The Los Angeles County Department of Public Health also announced another 17 deaths due to the virus, raising the overall death toll to 24,756. Health officials have attributed the sharp rise in infections over the past two months to the a highly infectious Delta variant of the virus that was first discovered in India.
“The continued increase in cases serves as a stark reminder that responding to the infectious Delta variant requires adjustments if we want to slow the spread,” Public Health Director Barbara Ferrer said. “Let’s continue to enjoy time spent with our friends and family doing activities that bring us joy — but let’s do so adding back sensible protections. Wear a face mask when indoors and when in very crowded spaces outdoors. Move social gatherings outside and practice distancing when among unvaccinated people.
“If you can’t avoid sustained close contact with people you don’t know, consider upgrading your mask to a KN95 or respirator,” she said. “And please, if you can get vaccinated, do so now to avoid being part of the surge.”
Friday’s rolling average daily rate of people testing positive for the virus was 5.3%, up from 4.7% on Thursday. Ferrer said Thursday that the rate of daily new infections and the testing-positivity rate were both down noticeably from last week, offering some hope that the surge in cases is beginning to level off.
“… While we’re still experiencing a significantly high case rate, a little more than two weeks ago at the time of our recent health officer order requiring universal masking indoors, we also noted that our cases had doubled every 10 days,” Ferrer said. “What we’re seeing now is a much smaller increase in our cases over a couple of weeks, which is what we’re hoping for 10 days after implementing an effective public health measure.”
The delta variant has driven the seven-day average for new COVID-19 infections to levels not seen since the winter surge.
Ferrer said that on Aug. 1, the county had seen a 22% week-over-week increase in new cases — while the increase in the rest of the state was 57%. That’s a sign, she said, that Los Angeles County — which implemented a mandatory indoor mask-wearing mandate in mid-July — is now seeing slower transmission of the virus.
Ferrer said it was too early to say if the mask requirement is responsible for the county’s improvement, “but I know for sure it contributed.” She also noted that the county has now seen three consecutive weeks of increases in the number of people receiving a first dose of vaccine, following months of declines.
Among county residents age 12 and over, 6.22 million have received at least one dose, and 5.45 million are fully vaccinated. Of the county’s overall 10.3 million residents — including more than a million who aren’t eligible for the shots — 61% have received at least one dose of vaccine, and 53% are fully vaccinated.
Black residents age 12 and up continue to have the lowest rate of vaccinations, at 47%, followed by Latino residents at 56%, white residents at 67% and Asians at 78%.
More people are getting vaccinated, more people are masking indoors, but COVID-19 cases have climbed to their highest levels in six months.
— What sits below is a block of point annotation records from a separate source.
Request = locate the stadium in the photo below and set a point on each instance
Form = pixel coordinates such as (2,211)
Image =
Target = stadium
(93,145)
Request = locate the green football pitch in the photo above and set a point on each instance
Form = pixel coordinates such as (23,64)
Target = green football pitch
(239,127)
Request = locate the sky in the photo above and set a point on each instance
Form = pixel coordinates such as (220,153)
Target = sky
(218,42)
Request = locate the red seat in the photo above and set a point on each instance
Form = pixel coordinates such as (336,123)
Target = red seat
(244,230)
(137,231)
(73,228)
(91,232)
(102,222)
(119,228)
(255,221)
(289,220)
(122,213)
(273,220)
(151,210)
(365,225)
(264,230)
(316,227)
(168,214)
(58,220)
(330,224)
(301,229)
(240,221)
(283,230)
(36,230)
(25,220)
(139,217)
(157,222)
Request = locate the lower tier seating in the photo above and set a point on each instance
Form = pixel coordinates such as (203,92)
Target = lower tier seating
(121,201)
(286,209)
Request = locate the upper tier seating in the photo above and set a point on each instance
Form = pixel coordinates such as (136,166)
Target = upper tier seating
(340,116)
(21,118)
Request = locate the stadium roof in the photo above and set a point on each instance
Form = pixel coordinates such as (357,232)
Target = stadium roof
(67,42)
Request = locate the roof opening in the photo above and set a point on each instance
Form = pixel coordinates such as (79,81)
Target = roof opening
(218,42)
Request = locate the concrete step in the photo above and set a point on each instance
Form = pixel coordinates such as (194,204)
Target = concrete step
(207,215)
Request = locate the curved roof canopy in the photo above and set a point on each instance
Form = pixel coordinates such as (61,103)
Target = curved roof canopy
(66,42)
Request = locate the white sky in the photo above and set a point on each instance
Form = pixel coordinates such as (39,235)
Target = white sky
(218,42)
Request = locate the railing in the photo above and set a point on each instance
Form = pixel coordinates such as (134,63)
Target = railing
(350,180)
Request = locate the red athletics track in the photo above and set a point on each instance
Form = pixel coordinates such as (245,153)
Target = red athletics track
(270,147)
Patrick Healy reports for NBC4 News at 3 p.m. on August 6, 2021.
Residents age 12-15 have the lowest overall vaccination rate at 49%. Black residents aged 12-15 have a vaccination rate of just 26%. As a result, Ferrer said, Black residents are experiencing the highest rate of new COVID infections, at 426 per 100,000 residents during the two- week period that ended July 24. That was a 500% increase from the two-week period ending June 26.
Ferrer again highlighted the danger of the virus to unvaccinated residents, noting that from May 1 to July 17, people who haven’t been vaccinated were nearly four times more likely to be infected with COVID than vaccinated residents.
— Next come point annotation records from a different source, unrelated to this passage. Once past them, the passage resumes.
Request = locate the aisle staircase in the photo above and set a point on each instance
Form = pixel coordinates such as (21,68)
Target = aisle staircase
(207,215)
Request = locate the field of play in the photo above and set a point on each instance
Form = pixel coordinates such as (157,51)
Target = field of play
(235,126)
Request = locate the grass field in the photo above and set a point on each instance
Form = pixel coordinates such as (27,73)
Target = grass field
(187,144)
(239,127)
Of the 3,158 people who were hospitalized in the county during that time period, only 8% were fully vaccinated.
Ferrer said that between April 1 and July 18, 95.2% of the people age 16 and older who died from COVID in the county were unvaccinated.
As of Aug. 3, among roughly 5 million fully vaccinated people in the county, 15,628 had tested positive for the virus, for an infection rate of 0.31%. Just 446 were hospitalized, for a rate of 0.009% and 41 had died, a rate of 0.0008%.
Ferrer acknowledged that vaccinated people can get infected with the virus, but they are far less likely to become serious ill or require hospitalization.